After reading Jane’s post about joining Twitter, as well as a number of in-house discussions about how we should ALL be tweeting, I signed on as well (@johnwrudolph). And while I’m still hemming and hawing about my inaugural tweet (I know, I know—time to get off the pot), Twitter has already proven its worth. Thanks to Twitter, I found a subject for today’s post!
Actually, the real thanks here is to Veronica Roth, author of the YA bestseller Divergent, whose blog was tweeted by someone I follow. Yesterday, Roth posted a great piece on her website, “A Peek Behind the Publishing Curtain,” which outlines the various milestones in the publishing process from acquisition to publication. It’s one of the most clear, readable dissections I’ve seen on how a book gets made, and it does a great job of answering the question every exasperated writer asks at some point—why the *$%#? is this taking so long?!?!
(One caveat: Roth writes from the perspective of a highly successful author whose next book is already under contract. So, for the first-timer, I would replace Step 1 with the submission process, which likewise can anywhere from a few months to over a year.
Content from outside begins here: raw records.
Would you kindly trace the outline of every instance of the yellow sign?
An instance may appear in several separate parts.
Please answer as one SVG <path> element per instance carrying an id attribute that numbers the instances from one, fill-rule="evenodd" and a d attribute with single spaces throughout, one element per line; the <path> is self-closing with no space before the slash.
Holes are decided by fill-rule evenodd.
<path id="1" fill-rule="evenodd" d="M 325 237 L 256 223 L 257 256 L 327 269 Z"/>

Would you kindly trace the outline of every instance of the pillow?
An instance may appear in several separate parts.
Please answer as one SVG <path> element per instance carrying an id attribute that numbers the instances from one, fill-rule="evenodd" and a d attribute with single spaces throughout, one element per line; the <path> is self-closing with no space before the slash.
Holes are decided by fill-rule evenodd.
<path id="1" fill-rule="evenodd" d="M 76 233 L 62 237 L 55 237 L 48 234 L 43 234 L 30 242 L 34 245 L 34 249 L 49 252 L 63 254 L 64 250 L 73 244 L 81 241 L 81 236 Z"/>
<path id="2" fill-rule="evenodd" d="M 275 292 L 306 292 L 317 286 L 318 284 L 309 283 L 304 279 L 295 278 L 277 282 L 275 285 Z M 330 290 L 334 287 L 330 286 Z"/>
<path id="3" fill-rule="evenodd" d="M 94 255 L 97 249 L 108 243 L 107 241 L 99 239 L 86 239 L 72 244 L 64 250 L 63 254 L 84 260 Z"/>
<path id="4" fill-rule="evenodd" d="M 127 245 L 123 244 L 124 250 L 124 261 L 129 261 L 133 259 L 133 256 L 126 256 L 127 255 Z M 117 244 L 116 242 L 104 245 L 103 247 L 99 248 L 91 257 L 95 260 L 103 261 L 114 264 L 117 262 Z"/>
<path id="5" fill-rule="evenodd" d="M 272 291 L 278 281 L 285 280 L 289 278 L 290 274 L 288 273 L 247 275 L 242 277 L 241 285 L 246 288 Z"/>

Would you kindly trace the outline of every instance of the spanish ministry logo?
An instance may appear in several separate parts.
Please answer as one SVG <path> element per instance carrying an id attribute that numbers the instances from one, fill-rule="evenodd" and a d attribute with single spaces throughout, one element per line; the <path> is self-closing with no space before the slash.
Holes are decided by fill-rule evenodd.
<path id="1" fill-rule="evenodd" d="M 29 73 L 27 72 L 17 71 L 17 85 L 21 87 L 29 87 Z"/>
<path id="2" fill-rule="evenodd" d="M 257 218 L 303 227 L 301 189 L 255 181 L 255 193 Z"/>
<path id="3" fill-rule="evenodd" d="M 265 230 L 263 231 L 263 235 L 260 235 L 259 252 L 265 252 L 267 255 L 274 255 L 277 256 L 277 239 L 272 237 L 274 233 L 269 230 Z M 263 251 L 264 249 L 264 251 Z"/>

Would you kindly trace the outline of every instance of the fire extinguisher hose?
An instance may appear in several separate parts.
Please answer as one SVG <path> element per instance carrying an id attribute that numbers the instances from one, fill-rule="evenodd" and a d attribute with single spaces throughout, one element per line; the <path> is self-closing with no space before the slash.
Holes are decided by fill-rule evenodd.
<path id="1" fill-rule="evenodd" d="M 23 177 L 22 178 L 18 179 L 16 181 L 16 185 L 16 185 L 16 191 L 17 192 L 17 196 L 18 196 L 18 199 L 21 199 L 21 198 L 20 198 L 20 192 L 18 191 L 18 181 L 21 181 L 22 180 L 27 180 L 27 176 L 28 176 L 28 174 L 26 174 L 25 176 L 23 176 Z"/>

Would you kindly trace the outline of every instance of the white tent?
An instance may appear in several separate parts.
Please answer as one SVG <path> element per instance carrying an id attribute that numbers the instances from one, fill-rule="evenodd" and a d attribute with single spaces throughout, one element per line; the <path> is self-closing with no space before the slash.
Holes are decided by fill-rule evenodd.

And then, once the book finds a home, an editor will basically treat the manuscript like a rough draft, so the rest of the schedule holds up.)
In particular, I love how Roth focuses on the physical aspects of bookmaking. I always think it’s important for authors to keep in mind that regardless of content, in Econ 101 terms a book is a manufactured product, and so it’s great how Roth shows that production issues like paper weight and shipping necessarily contribute to the time lag. I also like how she sums up the interplay between sales and manufacturing, and that there actually is some method for arriving at the number of copies that are printed.
So, if you ever find yourself at that point of screaming in frustration that your book still hasn’t seen the light of day, reread Roth’s piece and see where you are in the process. It will probably explain things more clearly that the fumbling apologies of your editor (or agent)!